A federal indictment alleges that the now-defunct New England Compounding Center reaped millions of dollars by cutting corners in the manufacture of what were supposed to be sterile drugs, falsifying records, using expired ingredients and lying to clients about their safety. The result was that drugs became contaminated with fungal meningitis, infecting hundreds and killing 64 people. Now federal prosecutors say 14 NECC employees, from a majority shareholder to technicians, need to pay the consequences, and that might include going to jail.
|A CDC case count map for the 2012 meningitis outbreak (Click for a larger version)|
The allegations were laid out in a 73-page indictment handed up by a federal grand jury on Wednesday in Massachusetts, the Department of Justice (DOJ) announced on Wednesday. Among the allegations is that NECC often cut short the autoclaving of drugs, slighted sterility testing and when tests did find microbial growth, the company did not recall suspect drugs. The result was production of a steroid that was tainted by fungus, sickening patients who had it injected to treat their pain.
"As alleged in the indictment, these employees knew they were producing their medication in an unsafe manner and in insanitary conditions, and authorized it to be shipped out anyway, with fatal results," said Attorney General Eric Holder in a DOJ release.
Eleven of the 14 were arrested Wednesday, Bloomberg reported. Among those indicted are Greg, Douglas and Carla Conigliaro, shareholders of the company; Gene Svirskiy, a supervising pharmacist in one of the "clean rooms" and Robert Ronzio, the company's national sales director.
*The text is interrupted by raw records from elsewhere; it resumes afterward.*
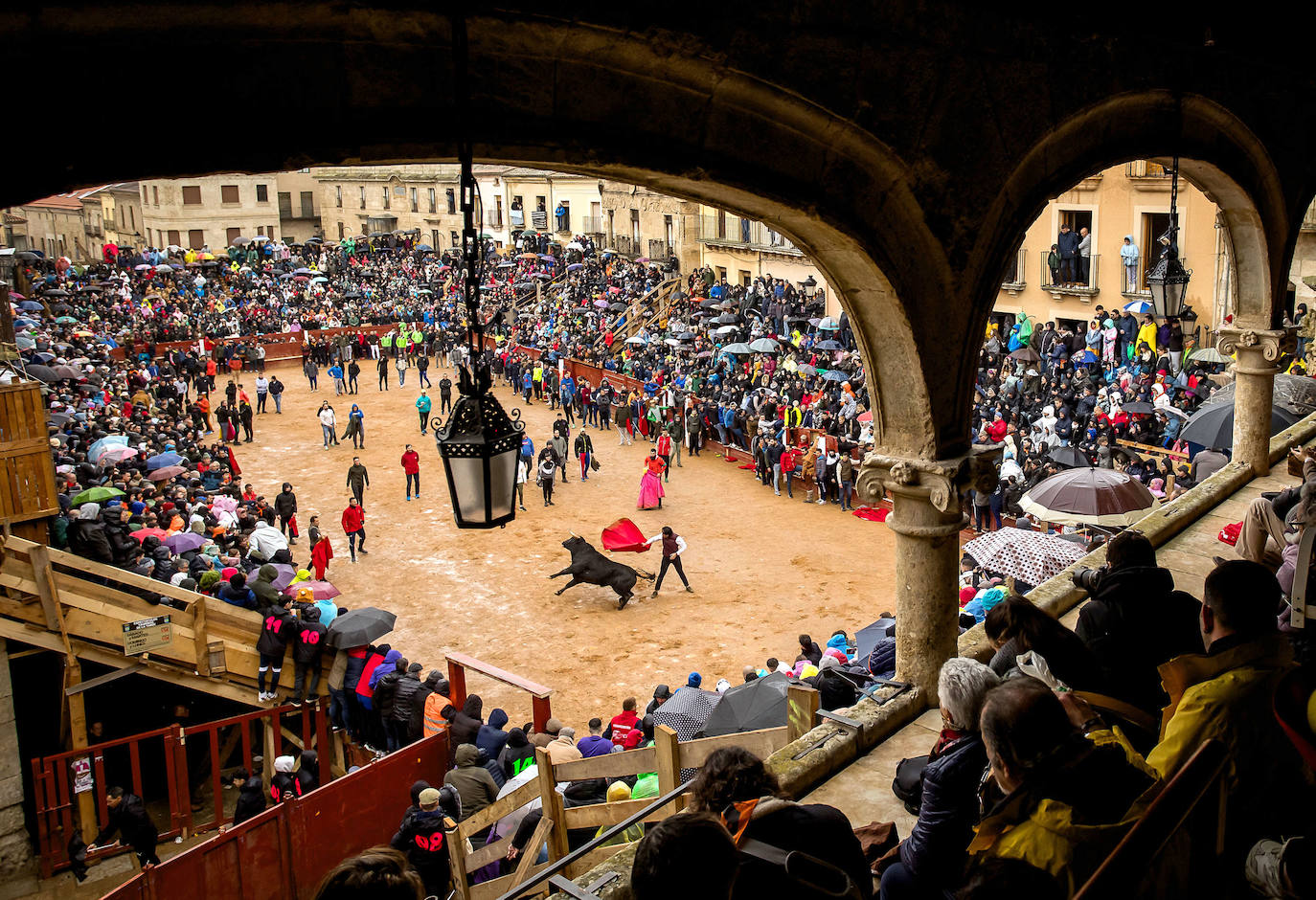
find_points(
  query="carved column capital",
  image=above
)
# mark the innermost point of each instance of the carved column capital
(939, 482)
(1259, 349)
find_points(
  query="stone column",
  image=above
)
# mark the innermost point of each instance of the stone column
(926, 520)
(1255, 382)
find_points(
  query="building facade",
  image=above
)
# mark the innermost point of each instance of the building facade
(1129, 200)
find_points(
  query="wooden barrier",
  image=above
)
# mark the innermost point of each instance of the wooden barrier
(458, 664)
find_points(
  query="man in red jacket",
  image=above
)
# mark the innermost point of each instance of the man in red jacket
(354, 527)
(411, 466)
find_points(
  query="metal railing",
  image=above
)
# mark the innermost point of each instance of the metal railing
(1069, 277)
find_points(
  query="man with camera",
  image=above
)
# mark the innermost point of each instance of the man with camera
(1136, 619)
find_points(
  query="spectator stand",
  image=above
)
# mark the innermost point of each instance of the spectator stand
(668, 758)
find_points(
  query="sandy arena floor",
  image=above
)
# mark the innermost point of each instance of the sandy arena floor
(763, 569)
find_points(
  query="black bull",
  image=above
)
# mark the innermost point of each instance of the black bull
(588, 566)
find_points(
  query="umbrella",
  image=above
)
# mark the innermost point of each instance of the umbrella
(1292, 393)
(357, 628)
(687, 710)
(1070, 458)
(1090, 496)
(185, 542)
(42, 372)
(161, 460)
(143, 533)
(321, 591)
(96, 495)
(1213, 425)
(749, 707)
(1031, 557)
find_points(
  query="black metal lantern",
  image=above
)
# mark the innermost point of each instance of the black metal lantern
(481, 445)
(1169, 281)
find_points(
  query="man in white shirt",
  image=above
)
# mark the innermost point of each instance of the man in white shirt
(672, 545)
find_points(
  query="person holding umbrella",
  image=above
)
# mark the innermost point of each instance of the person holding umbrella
(672, 545)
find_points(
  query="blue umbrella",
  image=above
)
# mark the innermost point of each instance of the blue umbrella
(162, 460)
(105, 443)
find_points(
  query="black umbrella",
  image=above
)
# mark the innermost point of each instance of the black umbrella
(1069, 457)
(749, 707)
(1213, 425)
(357, 628)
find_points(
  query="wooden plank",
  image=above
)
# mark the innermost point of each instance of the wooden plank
(502, 807)
(762, 744)
(668, 767)
(498, 674)
(613, 765)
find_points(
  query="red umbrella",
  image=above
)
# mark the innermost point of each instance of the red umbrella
(320, 590)
(148, 531)
(624, 536)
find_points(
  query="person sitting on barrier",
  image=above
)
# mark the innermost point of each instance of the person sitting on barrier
(250, 795)
(422, 836)
(738, 787)
(127, 819)
(676, 846)
(932, 858)
(378, 874)
(1059, 801)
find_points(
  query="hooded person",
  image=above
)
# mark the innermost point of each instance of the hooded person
(517, 754)
(491, 738)
(468, 720)
(250, 797)
(266, 595)
(284, 786)
(472, 782)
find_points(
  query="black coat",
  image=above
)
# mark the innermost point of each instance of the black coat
(1136, 621)
(250, 800)
(935, 850)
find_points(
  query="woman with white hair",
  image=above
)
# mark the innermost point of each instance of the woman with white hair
(932, 858)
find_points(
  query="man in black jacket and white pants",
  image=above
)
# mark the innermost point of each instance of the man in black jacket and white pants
(672, 545)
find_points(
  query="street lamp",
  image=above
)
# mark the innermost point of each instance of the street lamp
(1169, 281)
(481, 443)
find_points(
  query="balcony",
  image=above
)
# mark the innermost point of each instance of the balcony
(1013, 281)
(1066, 280)
(736, 232)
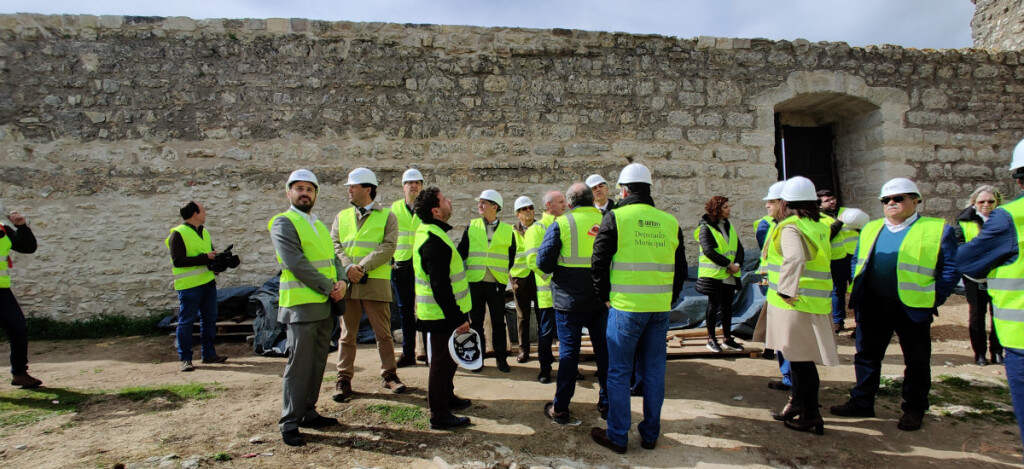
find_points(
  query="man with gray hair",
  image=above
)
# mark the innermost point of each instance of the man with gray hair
(565, 253)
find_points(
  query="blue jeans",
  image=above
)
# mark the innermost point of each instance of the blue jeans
(628, 334)
(200, 301)
(1014, 361)
(569, 332)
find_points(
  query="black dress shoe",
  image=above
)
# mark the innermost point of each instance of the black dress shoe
(851, 410)
(318, 422)
(449, 424)
(910, 421)
(293, 437)
(600, 436)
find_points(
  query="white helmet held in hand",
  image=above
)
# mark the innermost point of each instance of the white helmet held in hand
(799, 188)
(466, 349)
(361, 176)
(775, 192)
(899, 185)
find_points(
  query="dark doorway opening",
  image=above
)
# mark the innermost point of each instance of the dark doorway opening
(807, 152)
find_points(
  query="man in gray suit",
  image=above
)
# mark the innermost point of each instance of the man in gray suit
(310, 275)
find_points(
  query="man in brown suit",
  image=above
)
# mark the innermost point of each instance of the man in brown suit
(365, 238)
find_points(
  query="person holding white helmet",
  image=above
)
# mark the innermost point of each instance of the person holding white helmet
(365, 239)
(401, 273)
(599, 187)
(638, 267)
(798, 320)
(442, 304)
(904, 268)
(488, 247)
(310, 275)
(17, 238)
(521, 278)
(995, 253)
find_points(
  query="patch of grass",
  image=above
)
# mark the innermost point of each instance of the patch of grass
(171, 391)
(30, 406)
(400, 415)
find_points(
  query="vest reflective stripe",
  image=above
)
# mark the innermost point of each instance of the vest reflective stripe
(519, 267)
(4, 252)
(535, 236)
(484, 256)
(426, 305)
(186, 278)
(643, 266)
(408, 222)
(317, 249)
(708, 268)
(577, 231)
(1006, 286)
(919, 254)
(971, 229)
(815, 285)
(358, 244)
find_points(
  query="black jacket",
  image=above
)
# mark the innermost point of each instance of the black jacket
(435, 257)
(606, 244)
(707, 285)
Barry Cadden, NECC's former president and lead pharmacist, and Glenn Chin, a supervising pharmacist who was arrested at a Boston airport in September before leaving the country, have been accused of second-degree murder in the deaths and face up to life in prison.
The 2012 outbreak shined a spotlight on the growth of the drug compounding industry, where large operations were mass-producing drugs and using sales forces to market them nationally. The outbreak raised serious questions about why the FDA was not inspecting most compounding facilities and led to Congress passing the Drug Quality and Security Act, which gives the FDA new, but limited, powers to oversee compounding pharmacies that volunteer to be regulated. While it did not get the authority it sought, the agency has been aggressive with violators and this month elicited a guilty plea to a federal criminal misdemeanor from the co-owner of Main Street Family Pharmacy, a Tennessee-based compounding pharmacy. The case was tied to its sales of a contaminated steroid that caused 26 people to become ill.
NECC was shut down in October 2012 after authorities traced the outbreak to its facility that produced a tainted steroid, which was distributed to health providers in 20 states. It declared bankruptcy two months later. Earlier this month, a new plan was filed with a bankruptcy court to establish a fund of at least $135 million to compensate victims and families affected by the outbreak.